The prime function of the air raid
warden was the reporting of incidents to the Control Centre at Southwark Town
Hall, from which the necessary services of Stretcher parties, ambulances, Light
and Heavy Rescue teams, doctor and his Mobile Unit, Fire Services, and Police
could be summoned as needed. In order that necessary services in the right
numbers could be sent rapidly, it was essential that the wardens should send in
accurate reports, with the probable number of casualties, the type of damage,
whether the casualties were buried, the presence of fire or other hazards, and,
above all, the exact location. His next duty was to see that the various
services were directed to the exact scene, and told where the casualties were located,
and where the various vehicles could be parked without blocking exit and entry
to others that might arrive.
For this to work effectively, it was vital that
the wardens did not get involved themselves in rescue attempts too deeply or
too quickly, or in such a way that their messages might be delayed. To bring
about such self-control in a warden, when the people involved in an incident,
very naturally, wanted him to help them, either to get free themselves, or to
dig in the debris of a building for their relatives or friends, required a
great deal of training. I was very glad, when the bombing started, that my
wardens and I had spent many hours in the preceding months in exercises,
designed to test their discipline. Nevertheless, exercises with simulated
casualties were a very different kettle of fish from the real thing, when they
could hear the cries of injured and frightened people, and were obliged to turn
a deaf ear and get their messages correctly written on the special forms
provided, without unnecessary delay. This training was to be put to the
stiffest test in the biggest incident in our area, the bombing of the church
and the crypt shelter underneath. More of that later.
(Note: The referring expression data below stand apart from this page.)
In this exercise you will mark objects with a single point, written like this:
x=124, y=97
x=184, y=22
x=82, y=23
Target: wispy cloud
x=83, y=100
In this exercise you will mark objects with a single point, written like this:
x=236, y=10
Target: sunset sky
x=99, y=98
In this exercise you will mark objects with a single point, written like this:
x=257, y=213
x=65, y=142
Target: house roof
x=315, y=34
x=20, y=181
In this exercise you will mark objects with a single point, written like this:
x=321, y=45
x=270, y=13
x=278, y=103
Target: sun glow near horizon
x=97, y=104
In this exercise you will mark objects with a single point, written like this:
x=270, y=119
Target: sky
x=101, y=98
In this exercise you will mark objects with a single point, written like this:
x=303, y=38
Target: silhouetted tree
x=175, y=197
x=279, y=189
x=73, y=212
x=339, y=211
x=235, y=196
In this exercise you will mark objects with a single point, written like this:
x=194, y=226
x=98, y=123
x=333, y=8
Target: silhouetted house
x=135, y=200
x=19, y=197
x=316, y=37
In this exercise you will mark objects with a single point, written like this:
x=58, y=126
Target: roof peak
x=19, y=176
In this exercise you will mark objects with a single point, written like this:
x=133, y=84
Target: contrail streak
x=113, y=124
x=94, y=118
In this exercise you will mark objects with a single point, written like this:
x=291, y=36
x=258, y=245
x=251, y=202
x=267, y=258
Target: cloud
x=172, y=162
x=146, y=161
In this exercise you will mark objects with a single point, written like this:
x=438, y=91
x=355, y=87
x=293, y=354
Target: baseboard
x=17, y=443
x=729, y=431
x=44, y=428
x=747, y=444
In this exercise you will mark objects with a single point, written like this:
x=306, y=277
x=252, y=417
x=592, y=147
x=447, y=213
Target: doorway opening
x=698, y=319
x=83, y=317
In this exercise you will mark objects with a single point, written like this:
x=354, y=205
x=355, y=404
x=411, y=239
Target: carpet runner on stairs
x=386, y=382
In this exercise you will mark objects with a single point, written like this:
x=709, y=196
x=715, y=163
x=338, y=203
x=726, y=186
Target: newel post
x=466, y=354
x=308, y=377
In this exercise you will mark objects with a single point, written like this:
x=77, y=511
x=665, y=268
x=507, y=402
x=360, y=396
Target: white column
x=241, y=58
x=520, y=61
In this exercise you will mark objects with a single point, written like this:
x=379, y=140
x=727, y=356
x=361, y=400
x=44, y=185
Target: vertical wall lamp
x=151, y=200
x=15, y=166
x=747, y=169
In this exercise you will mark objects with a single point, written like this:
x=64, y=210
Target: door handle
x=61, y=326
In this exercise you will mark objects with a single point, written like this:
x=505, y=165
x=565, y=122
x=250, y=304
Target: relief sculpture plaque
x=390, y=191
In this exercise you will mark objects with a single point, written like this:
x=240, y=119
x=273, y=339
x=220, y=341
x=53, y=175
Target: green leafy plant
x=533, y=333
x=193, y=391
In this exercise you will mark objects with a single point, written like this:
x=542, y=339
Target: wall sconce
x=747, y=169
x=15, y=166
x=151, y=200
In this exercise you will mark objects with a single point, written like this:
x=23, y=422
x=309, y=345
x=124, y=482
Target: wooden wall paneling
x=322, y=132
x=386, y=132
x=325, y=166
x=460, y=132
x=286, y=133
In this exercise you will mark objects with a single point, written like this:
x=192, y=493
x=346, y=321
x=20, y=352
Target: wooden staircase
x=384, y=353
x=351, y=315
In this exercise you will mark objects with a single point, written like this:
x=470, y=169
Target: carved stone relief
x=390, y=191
____________________________
The above content is from the private papers of Reverend John Gabriel Markham, held at the Imperial War Museum in London.
This 50 page memoir written in the 1970s and entitled 'The Church Under Fire', concerns Rev. Markham’s involvement with Civil Defence when he was Rector of St Peter’s Church, Walworth, SE17, prior to and during the Second World War, with descriptions of his work organising rudimentary Civil Defence for his parish at the time of the Munich Crisis, September 1938, preparing for the evacuation of local children and converting the crypt of his church for use as an air-raid shelter in early 1939, his appointment as ARP Post Warden in early 1940 and his responsibilities for training ARP wardens and Fireguard parties under his control, the evacuation of the church school, the effects of the Blitz, with references to conditions in public shelters and looting, his work as a Bomb Reconnaissance Officer, and final promotion to District Warden before moving to another parish outside London in 1944.